Lastly, we integrated the Friedmann equation using the cosmological parameters we calculated from each dataset. This allows us to determine the scale factor of the universe at all past and future times under each model. The results are labeled “Matter and dark energy” and appear in blue in the plots below. For comparison, we also included the scale factor for a matter-only universe (using the \(\Omega_{m,0}\) and \(H_0\) values we calculated but assuming \(\Omega_{\Lambda,0}=0\)) and for an empty universe (using the \(H_0\) value we calculated but assuming \(\Omega_{m,0} = \Omega_{\Lambda,0} = 0\)).
Discussion
In summary, we have calculated the best fit values of \(\Omega_{m,0}\), \(\Omega_{\Lambda,0}\), and \(H_0\) in two ways: directly fitting a model to the data and sampling the phase space. Using the best fit values of the cosmological parameters, we integrated the Friedmann equation to find the scale factor as a function of time. Our values of the cosmological parameters, along with the accepted values from the Benchmark Model, are summarized in the table below.
| Source |
Method |
\(\Omega_{m,0}\) |
\(\Omega_{\Lambda,0}\) |
\(H_0 (\text{km}\,\text{s}^{-1}\,\text{Mpc}^{-1})\) |
| SCP |
Curve Fit Phase Space |
\(0.323 \pm 0.069\) \(0.32\) |
\(0.75 \pm 0.11\) \(0.75\) |
\(70.49 \pm 0.43\) \(70.53\) |
| Pantheon |
Curve Fit Phase Space |
\(0.354 \pm 0.039 \) \(0.37\) |
\( 0.83 \pm 0.07 \) \(0.87\) |
\( 66.15 \pm 0.28 \) \(66.32\) |
| SNLS |
Curve Fit Phase Space |
\(0.280 \pm 0.076 \) \(0.25\) |
\( 0.85 \pm 0.11 \) \(0.80\) |
\(77.11 \pm 0.39\) \(76.84\) |
| Benchmark Model |
Ryden :) |
\(.30\) |
\(.70\) |
\(70\) |
Our results are close to those of the Benchmark Model, and in particular demonstrate that the universe contains a significant amount of dark energy—a monumental result first discovered by Riess et al. (1998) and Perlmutter et al. (1999) using an analysis similar to our own. The discrepancies that do arise between the energy densities predicted by our three datasets and the Benchmark Model are of comparable magnitude to the error bars. (The phase space sampling method did not provide exact error bars, but we anticipate that the errors would be comparable to those from the direct fit method.) For all three data sets, the energy densities we calculated suggest \(\Omega_0 = \Omega_{m,0} + \Omega_{\Lambda,0} > 1\), which indicates the universe is positively curved.
On the other hand, the Hubble constants we calculated using the Pantheon and SNLS data differ from the Benchmark value by \(4-7\text{ km s}^{-1}\text{ Mpc}^{-1}\), yet have relatively small error bars (on the order of \(0.3-0.4\text{ km s}^{-1}\text{ Mpc}^{-1}\)). It is interesting to compare the Hubble constants we calculated to state-of-the-art measurements from the CMB and supernovae (Kamionkowski and Riess 2023):
\[H_{0,\text{CMB}} = 67.4\pm 0.5\text{ km/s/Mpc}, \quad H_{0,\text{SNe}} = 73.0\pm1.0\text{ km/s/Mpc}\]

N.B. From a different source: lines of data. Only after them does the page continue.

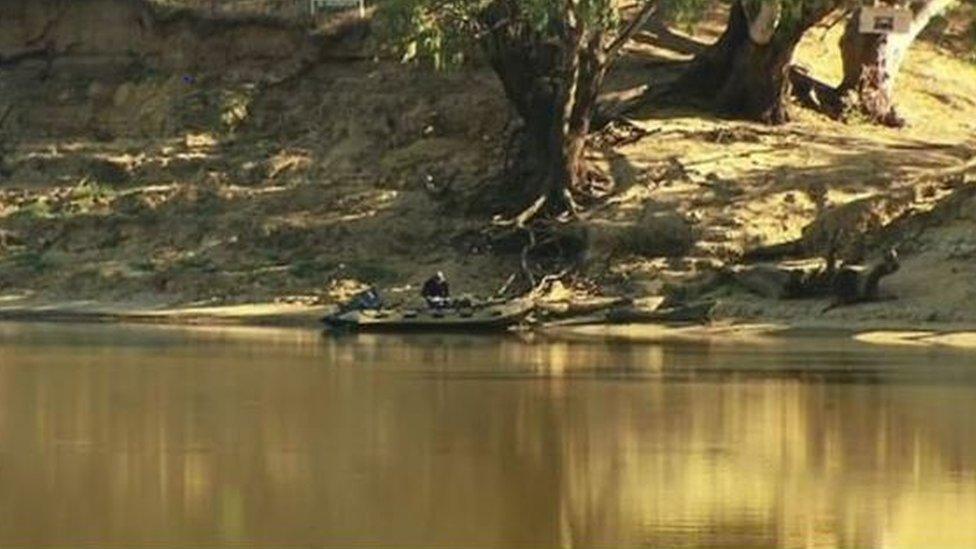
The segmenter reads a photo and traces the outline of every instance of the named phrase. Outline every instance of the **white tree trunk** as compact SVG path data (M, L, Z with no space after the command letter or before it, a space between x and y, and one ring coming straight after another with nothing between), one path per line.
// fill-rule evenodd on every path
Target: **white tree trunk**
M945 11L953 3L955 3L955 0L928 0L927 2L915 3L911 6L913 13L912 25L909 27L908 32L888 35L888 40L885 45L887 48L885 59L889 60L888 67L889 74L891 75L892 88L894 88L898 71L901 70L901 65L905 61L905 56L908 54L908 48L915 42L918 35L925 30L925 27L929 25L932 18Z
M841 38L844 81L840 92L855 92L861 111L876 122L902 126L895 109L895 80L908 49L933 17L954 0L917 0L909 4L912 23L906 33L862 34L858 14L848 22Z
M779 18L783 12L783 5L779 0L764 0L759 5L759 13L752 15L746 11L749 17L749 39L755 44L765 46L773 39L776 34L776 26L779 25Z

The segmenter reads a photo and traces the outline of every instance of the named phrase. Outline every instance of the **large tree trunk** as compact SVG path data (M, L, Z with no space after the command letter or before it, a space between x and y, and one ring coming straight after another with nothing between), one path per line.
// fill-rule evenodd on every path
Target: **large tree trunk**
M785 68L792 50L754 42L749 26L742 3L733 3L725 32L695 59L683 83L710 96L722 111L767 123L785 122Z
M804 7L799 20L780 21L780 4L763 2L750 16L743 2L731 6L718 42L695 58L678 89L705 96L738 116L770 124L789 119L789 64L800 38L830 12L830 2Z
M576 209L573 192L586 193L586 140L607 70L657 8L654 1L638 4L635 16L611 31L589 20L588 5L565 0L563 16L544 30L526 18L523 0L495 0L481 13L481 44L525 123L516 164L524 169L515 179L533 206L523 213L538 204L555 213Z
M545 196L548 209L573 209L586 176L584 152L596 98L580 94L580 76L535 73L532 57L493 58L523 128L514 174L519 202ZM585 87L585 86L584 86Z
M571 191L585 177L584 149L589 121L567 127L564 114L572 105L560 93L559 83L537 82L525 100L529 109L520 117L524 123L518 150L520 202L545 196L549 209L572 209Z
M567 26L563 40L545 41L532 30L499 25L506 15L488 13L486 26L497 30L483 46L524 122L516 174L520 202L545 197L552 212L573 210L572 192L587 175L586 138L606 72L601 36L583 43L582 34Z
M840 40L844 80L840 96L853 98L853 106L872 121L901 127L905 120L895 106L895 78L912 42L951 0L918 0L909 7L912 24L907 33L864 34L859 30L860 10L848 20Z

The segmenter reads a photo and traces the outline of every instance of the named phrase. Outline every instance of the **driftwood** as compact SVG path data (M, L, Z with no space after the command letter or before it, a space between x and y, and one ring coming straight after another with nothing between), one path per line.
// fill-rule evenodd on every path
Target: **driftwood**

At first it might seem surprising that our results do not align more closely with the accepted \(H_{0,\text{SNe}}\) value given that our calculations were also based on supernovae. However, measurements of the Hubble constant have changed significantly over time and as observational techniques improve. The Hubble Tension is an active area of current research in cosmology and we are excited to see how the accepted values continue to evolve in the years to come.
Next Steps:
If we had unlimited time to complete this project, we would have liked to have a feature on the website that allowed users to import their values for the cosmological parameters and a scale factor plot would be generated. The feature is technically available in our jupyter notebooks (linked on our github, see about page) but we did not have enough time to make this part of our website.